El humo de los incendios afecta al aparato respiratorio
La Sociedad Española de Epidemiología explica que el principal impacto sanitario de los incendios forestales se produce por la exposición al humo, que contiene una mezcla compleja de contaminantes.
Entre ellos destacan las partículas finas PM2.5, capaces de penetrar profundamente en el aparato respiratorio y alcanzar el torrente sanguíneo.
La evidencia científica disponible relaciona esta exposición con un incremento de las crisis asmáticas, el agravamiento de la enfermedad pulmonar obstructiva crónica (EPOC), las infecciones respiratorias, el aumento de consultas en los servicios de urgencias, las hospitalizaciones y la mortalidad por causas respiratorias.
Según la SEE, estos efectos pueden aparecer pocos días después de la exposición y tienen una especial incidencia entre quienes ya padecen enfermedades respiratorias.
También aumentan los riesgos cardiovasculares
Los especialistas advierten igualmente de que el humo de los incendios repercute sobre el sistema cardiovascular.
La exposición a las partículas procedentes de los incendios se ha asociado con un aumento de las hospitalizaciones por cardiopatía isquémica, insuficiencia cardiaca e ictus, además de una mayor mortalidad cardiovascular durante los episodios de elevada contaminación.
Desde la SEE subrayan que, aunque estos efectos puedan resultar menos visibles que los problemas respiratorios, su importancia es elevada debido a la frecuencia de las enfermedades cardiovasculares entre la población.
Los incendios también tienen consecuencias para la salud mental
La sociedad científica pone igualmente el foco en las consecuencias psicológicas derivadas de los incendios forestales.
Las evacuaciones, la pérdida de viviendas y bienes, la incertidumbre y la exposición prolongada al humo pueden provocar ansiedad, estrés y alteraciones emocionales entre las personas afectadas.

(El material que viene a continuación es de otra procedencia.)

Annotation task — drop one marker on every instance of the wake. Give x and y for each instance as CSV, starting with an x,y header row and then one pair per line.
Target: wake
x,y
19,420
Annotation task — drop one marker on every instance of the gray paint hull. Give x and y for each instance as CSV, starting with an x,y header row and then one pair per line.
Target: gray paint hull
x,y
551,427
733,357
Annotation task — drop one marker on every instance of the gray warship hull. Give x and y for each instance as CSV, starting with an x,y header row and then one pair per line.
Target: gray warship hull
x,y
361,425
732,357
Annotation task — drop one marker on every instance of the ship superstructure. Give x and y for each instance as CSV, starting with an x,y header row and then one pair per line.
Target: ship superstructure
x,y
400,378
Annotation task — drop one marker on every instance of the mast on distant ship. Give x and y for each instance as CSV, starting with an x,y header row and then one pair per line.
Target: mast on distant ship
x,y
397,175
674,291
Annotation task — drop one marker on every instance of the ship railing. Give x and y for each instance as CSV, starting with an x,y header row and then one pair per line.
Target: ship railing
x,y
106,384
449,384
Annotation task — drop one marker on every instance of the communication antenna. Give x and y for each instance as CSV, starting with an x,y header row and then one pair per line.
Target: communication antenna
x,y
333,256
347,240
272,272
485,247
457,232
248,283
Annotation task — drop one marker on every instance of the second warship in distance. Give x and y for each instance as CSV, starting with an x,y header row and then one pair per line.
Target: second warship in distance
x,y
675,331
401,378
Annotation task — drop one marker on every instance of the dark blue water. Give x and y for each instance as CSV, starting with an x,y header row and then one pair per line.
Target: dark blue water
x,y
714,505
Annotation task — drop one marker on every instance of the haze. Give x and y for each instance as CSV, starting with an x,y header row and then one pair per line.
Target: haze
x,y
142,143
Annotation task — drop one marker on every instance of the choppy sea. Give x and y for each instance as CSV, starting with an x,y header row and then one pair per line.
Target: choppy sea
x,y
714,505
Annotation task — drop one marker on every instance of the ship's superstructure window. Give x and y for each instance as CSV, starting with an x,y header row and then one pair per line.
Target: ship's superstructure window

Además, algunos estudios han observado un aumento de las consultas de urgencias por problemas de salud mental durante y después de grandes incendios, así como la persistencia de síntomas psicológicos durante varios meses tras estos episodios.
Personas mayores, niños y pacientes crónicos, entre los más vulnerables
La SEE identifica como grupos especialmente vulnerables a las personas mayores, la infancia, las mujeres embarazadas y quienes padecen enfermedades respiratorias o cardiovasculares crónicas.
También presentan un mayor riesgo las personas en situación de vulnerabilidad social, debido a las mayores dificultades para reducir su exposición al humo o acceder a medidas de protección adecuadas.
Recomendaciones para reducir la exposición al humo
Ante episodios de contaminación provocados por incendios forestales, la Sociedad Española de Epidemiología recomienda reducir al máximo la exposición al humo.
Entre las principales medidas aconseja permanecer en espacios interiores, mantener cerradas puertas y ventanas y evitar la realización de actividades físicas intensas al aire libre.
Asimismo, recuerda que las personas con enfermedades respiratorias o cardiovasculares deben seguir las recomendaciones de las autoridades sanitarias y cumplir adecuadamente los tratamientos prescritos, además de proteger a quienes desarrollan su actividad laboral en espacios exteriores.
En los casos de exposición intensa o prolongada, la SEE indica que las mascarillas filtrantes tipo FFP2 pueden contribuir a reducir la inhalación de partículas finas.